The Illinois courts had permanently enjoined Teitel Film Corp. from showing certain motion pictures in Chicago based on its Chicago Motion Picture Censorship Ordinance. The ordinance allowed 50 to 57 days to complete the administrative process, and there was no time limit on returning decisions regarding obscenity. The film company had challenged the ordinance as unconstitutional on its face and as applied.

 

Court struck down ordinance only because of the time-consuming review provisions

 

Without reaching the question of whether or not the films were obscene, the Supreme Court struck down Chicago’s ordinance because of its time-consuming provisions for review of the censorship board’s decisions. Citing Freedman v. Maryland (1965) for its authority, the Court’s per curiam opinion decreed that the implementation of censorship laws had to minimize the negative consequences of erroneous decisions.
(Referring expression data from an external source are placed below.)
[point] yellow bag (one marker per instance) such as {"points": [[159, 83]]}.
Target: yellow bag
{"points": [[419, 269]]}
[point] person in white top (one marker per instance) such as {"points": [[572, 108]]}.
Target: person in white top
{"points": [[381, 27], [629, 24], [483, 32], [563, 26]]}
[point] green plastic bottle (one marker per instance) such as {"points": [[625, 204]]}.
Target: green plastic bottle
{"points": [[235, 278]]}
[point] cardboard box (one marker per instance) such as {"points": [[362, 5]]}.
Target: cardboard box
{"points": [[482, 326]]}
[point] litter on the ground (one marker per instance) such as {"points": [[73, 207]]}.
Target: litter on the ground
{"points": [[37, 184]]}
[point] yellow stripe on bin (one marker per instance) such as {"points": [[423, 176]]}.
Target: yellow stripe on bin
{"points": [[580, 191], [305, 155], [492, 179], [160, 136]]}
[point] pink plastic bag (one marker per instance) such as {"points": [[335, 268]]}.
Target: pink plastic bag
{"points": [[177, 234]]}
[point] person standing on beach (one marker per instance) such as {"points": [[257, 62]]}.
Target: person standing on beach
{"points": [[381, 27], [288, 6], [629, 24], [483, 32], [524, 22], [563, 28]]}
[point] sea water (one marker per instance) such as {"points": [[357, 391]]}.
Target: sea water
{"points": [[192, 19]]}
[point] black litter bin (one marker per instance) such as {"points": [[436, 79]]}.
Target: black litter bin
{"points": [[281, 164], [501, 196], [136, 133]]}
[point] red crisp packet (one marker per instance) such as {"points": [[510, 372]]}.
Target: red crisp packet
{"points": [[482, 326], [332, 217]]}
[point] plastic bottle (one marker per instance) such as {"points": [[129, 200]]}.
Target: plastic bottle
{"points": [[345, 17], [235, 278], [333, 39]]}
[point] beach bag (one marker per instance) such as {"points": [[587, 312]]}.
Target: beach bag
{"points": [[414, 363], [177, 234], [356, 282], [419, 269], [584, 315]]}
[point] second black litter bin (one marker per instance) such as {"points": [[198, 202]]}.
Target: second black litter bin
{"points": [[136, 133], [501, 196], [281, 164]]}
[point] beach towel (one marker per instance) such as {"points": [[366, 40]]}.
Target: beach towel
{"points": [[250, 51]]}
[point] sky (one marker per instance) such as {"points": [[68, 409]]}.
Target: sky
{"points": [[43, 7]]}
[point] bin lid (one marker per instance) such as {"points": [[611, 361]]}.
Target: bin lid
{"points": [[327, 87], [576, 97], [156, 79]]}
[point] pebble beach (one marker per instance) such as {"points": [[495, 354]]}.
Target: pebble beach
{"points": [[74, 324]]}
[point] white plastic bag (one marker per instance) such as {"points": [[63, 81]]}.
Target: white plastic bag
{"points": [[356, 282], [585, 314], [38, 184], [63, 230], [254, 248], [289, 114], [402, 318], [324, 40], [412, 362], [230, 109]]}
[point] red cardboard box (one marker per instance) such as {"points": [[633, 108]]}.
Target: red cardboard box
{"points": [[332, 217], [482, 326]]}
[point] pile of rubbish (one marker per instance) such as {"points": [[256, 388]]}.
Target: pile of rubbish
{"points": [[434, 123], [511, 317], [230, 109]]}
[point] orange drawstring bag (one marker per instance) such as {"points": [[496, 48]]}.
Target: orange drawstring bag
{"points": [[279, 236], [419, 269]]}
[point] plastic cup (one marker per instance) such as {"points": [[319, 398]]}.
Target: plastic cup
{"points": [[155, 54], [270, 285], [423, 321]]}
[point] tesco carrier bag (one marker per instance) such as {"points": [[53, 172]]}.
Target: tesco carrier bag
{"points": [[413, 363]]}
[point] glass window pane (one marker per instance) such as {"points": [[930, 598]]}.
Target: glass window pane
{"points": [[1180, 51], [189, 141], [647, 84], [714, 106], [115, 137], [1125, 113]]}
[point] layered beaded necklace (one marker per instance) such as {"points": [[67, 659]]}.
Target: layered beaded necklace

Censorship regimes had to include procedural safeguards and expeditious procedures that “obviate the dangers of a censorship system.”

 

Court created “bewilderment” through divergent censorship opinions

 

The same year as this decision, the Court in Interstate Circuit, Inc. v. Dallas (1968) ruled the city’s ordinance establishing the standards by which its Motion Picture Classification Board identified films that were not suitable for minors younger than 16 years of age unconstitutionally vague. In dissent, Justice John Marshall Harlan II complained that the Court’s decisions in this case and others dealing with censorship and obscenity had created nothing but “utter bewilderment” because of the fragmented and divergent opinions handed down by the Court.